Between two and seventeen percent of all cases of ARI are caused by PIV, making it second only to RSV as a cause of ARI among children under five years of age [44–46]. We detected PIV serotypes 1, 2, and 3 in 924 samples and the results showed that the incidence of all PIV serotypes combined was 5.74% (53/924). The lack of seasonality of PIV infection observed in this study is different from previous reports [45, 47]. In addition, no significant differences were observed among the different age groups, possibly affected by the epidemic of H1N1pdm09 virus.
ADV is responsible for approximately 7%–8% of childhood viral respiratory infections worldwide [7, 8], which is consistent with the result from the present study where the incidence of ADV infections was 7.79% (72/924) and ADV was mainly identified in patients under 15 years of age.
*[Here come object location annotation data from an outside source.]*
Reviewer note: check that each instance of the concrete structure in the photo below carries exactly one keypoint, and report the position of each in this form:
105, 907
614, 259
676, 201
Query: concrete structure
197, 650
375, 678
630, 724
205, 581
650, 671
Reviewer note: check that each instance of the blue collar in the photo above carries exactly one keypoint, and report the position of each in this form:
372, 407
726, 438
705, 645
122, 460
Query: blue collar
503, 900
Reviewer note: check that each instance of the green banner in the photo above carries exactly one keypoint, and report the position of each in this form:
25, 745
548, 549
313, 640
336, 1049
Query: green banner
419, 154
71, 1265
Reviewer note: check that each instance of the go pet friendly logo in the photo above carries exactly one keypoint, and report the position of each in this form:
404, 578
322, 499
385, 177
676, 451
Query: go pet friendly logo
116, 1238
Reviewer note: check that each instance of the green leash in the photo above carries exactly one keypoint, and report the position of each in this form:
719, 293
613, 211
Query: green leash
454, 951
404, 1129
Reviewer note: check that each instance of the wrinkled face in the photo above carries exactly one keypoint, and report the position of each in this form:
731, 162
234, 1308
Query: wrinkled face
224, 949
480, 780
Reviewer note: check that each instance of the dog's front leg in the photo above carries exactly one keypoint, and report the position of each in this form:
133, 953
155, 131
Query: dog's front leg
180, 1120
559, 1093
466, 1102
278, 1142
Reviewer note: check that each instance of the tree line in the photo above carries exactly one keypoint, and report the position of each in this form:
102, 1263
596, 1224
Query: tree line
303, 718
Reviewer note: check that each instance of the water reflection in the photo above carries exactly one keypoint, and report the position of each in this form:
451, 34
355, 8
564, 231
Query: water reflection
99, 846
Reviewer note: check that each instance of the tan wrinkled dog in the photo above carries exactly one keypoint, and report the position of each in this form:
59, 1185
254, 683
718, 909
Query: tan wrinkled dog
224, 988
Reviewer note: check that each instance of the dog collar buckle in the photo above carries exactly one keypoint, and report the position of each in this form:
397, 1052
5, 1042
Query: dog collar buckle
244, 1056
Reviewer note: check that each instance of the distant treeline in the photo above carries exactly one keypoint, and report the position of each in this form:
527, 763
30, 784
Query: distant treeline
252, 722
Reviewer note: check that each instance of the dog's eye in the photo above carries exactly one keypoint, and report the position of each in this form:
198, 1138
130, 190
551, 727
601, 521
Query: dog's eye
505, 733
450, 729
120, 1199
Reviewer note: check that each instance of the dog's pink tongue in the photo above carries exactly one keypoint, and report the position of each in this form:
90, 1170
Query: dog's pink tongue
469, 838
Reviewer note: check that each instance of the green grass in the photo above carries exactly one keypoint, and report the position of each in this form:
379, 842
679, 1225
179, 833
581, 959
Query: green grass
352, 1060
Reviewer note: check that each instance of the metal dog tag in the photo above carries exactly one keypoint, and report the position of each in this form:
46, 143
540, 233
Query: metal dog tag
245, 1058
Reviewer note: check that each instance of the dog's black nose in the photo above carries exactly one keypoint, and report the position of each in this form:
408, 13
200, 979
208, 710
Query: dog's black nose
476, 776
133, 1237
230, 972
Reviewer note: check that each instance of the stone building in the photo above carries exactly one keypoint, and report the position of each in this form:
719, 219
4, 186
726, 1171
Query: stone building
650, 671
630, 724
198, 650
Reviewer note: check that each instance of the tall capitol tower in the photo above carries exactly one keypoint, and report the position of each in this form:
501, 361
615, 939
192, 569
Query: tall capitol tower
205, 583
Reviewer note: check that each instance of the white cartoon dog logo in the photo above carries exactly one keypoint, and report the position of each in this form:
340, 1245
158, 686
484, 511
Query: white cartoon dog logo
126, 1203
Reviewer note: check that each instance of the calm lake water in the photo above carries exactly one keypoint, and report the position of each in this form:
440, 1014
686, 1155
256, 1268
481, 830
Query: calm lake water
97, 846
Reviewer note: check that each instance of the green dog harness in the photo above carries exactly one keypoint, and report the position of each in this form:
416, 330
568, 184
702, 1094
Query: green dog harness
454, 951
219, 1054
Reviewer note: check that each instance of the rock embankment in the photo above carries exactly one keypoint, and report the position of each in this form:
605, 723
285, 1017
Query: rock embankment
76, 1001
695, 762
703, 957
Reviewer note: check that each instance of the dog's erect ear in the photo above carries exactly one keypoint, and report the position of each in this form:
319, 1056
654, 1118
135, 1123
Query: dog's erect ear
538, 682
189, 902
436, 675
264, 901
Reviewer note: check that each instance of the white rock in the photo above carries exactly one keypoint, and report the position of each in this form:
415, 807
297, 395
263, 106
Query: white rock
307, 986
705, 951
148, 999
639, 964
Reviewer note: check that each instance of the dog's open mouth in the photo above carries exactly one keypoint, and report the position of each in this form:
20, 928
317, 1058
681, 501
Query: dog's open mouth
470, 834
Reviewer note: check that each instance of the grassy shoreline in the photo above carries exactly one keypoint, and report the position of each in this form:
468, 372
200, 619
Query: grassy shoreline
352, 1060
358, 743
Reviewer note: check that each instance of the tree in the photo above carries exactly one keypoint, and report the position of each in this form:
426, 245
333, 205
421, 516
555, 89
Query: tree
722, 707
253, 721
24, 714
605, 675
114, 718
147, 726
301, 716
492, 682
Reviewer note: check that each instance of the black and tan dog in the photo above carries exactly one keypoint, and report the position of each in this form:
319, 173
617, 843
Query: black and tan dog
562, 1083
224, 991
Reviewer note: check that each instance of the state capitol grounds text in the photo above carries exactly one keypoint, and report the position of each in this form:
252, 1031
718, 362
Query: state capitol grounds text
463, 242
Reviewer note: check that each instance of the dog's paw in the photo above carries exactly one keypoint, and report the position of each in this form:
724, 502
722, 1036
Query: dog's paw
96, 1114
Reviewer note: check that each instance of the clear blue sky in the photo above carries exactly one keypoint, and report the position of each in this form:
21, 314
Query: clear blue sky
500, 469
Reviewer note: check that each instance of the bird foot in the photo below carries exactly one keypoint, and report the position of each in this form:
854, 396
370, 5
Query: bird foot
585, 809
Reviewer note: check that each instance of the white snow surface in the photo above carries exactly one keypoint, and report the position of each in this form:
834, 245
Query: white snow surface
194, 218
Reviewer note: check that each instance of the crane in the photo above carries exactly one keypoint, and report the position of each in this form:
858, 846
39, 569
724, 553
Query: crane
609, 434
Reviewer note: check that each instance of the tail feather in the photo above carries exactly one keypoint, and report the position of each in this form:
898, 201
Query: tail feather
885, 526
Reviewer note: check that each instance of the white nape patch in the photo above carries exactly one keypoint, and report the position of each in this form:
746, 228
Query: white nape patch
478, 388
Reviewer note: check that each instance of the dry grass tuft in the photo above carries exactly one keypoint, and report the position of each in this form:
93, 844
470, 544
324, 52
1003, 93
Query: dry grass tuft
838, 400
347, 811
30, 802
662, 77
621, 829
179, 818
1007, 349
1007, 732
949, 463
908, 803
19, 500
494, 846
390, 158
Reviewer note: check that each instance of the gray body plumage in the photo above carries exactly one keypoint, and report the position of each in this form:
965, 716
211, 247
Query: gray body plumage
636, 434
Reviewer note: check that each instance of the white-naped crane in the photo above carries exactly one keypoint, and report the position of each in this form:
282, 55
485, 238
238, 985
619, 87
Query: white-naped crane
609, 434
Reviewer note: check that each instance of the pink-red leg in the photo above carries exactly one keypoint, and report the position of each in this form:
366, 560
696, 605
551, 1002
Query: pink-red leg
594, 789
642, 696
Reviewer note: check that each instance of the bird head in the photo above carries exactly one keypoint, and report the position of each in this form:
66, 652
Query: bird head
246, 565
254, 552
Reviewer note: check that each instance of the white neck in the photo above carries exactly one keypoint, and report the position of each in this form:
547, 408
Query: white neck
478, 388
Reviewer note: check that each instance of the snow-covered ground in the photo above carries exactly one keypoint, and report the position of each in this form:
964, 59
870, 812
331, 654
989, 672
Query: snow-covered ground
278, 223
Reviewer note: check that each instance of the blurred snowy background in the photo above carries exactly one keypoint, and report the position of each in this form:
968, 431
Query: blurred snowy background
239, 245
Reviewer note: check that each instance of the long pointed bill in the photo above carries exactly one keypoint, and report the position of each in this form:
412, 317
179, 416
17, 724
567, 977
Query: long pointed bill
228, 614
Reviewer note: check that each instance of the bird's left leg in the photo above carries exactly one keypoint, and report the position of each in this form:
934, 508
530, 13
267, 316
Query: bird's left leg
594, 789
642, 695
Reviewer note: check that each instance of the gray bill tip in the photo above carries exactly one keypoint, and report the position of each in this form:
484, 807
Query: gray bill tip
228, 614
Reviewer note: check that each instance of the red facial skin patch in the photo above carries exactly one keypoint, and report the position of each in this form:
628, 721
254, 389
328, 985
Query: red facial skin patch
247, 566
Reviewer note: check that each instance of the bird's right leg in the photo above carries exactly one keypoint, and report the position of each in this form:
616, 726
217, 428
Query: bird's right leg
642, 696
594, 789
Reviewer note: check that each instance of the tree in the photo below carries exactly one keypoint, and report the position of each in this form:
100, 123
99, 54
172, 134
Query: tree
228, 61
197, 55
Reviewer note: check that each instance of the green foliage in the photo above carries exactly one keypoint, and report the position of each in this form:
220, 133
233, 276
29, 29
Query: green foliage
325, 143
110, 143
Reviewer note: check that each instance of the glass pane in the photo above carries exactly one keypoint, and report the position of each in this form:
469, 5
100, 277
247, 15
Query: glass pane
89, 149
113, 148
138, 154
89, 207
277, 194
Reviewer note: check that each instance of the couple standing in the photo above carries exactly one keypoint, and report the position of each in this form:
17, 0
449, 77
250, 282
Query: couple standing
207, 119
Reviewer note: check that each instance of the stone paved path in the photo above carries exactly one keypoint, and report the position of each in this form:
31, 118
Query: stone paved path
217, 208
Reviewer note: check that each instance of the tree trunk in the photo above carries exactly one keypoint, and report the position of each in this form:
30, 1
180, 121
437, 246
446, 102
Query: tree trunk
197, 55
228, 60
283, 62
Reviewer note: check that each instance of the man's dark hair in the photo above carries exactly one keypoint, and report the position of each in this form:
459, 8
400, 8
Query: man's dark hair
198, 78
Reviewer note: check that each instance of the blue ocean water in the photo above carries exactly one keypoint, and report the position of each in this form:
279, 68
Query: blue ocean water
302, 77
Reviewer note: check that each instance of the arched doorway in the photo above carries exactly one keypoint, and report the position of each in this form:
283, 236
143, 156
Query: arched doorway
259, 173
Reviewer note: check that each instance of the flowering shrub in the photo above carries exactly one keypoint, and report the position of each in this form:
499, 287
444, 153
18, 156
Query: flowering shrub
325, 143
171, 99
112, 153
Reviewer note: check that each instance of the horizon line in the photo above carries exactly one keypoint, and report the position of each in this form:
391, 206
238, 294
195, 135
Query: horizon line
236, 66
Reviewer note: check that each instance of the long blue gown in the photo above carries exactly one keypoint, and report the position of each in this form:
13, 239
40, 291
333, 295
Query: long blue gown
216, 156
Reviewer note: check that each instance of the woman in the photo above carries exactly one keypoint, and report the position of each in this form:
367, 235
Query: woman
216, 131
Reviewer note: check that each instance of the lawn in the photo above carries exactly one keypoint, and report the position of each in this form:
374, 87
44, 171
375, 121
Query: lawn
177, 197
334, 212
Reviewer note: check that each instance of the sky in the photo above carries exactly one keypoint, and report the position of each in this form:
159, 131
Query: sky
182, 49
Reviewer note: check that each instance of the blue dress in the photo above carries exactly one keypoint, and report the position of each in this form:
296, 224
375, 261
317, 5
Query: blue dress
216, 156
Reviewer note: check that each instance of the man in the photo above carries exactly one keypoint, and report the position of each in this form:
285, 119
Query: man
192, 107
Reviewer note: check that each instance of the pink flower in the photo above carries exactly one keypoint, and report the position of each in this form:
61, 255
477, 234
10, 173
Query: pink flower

Although our study determined that the activity of ADV was not seasonal, the infection rate of ADV appears to positively correlate with air temperature (r = 0.699, P = 0.011).
While the information provided by this study is valuable, there may be some limitations. First, recruitment bias could have affected the results of our study. However, Figure 1 shows that the age distribution of the 924 study participants with available samples was representative of the 3,747 patients presenting with ILI and sought attention at the Outpatient Department of Zhuhai Municipal People’s Hospital in Zhuhai city in 2010. Second, some viruses, such as rhinoviruses and coronaviruses, as well as bacteria, such as M. pneumoniae or C. pneumoniae, were not studied. The inclusion of these additional viral pathogens might greatly increase virus detection frequency, as indicated by a previous study  that reported a higher proportion of these viruses compared to influenza virus and might explain the relatively high proportion (55.52%, 513/924) of unidentified etiologies in our study.
In summary, the etiologic and epidemiologic data from the present study provide useful information to clinicians when treating patients presenting with ILI and to government officers when designing and implementing effective intervention plans.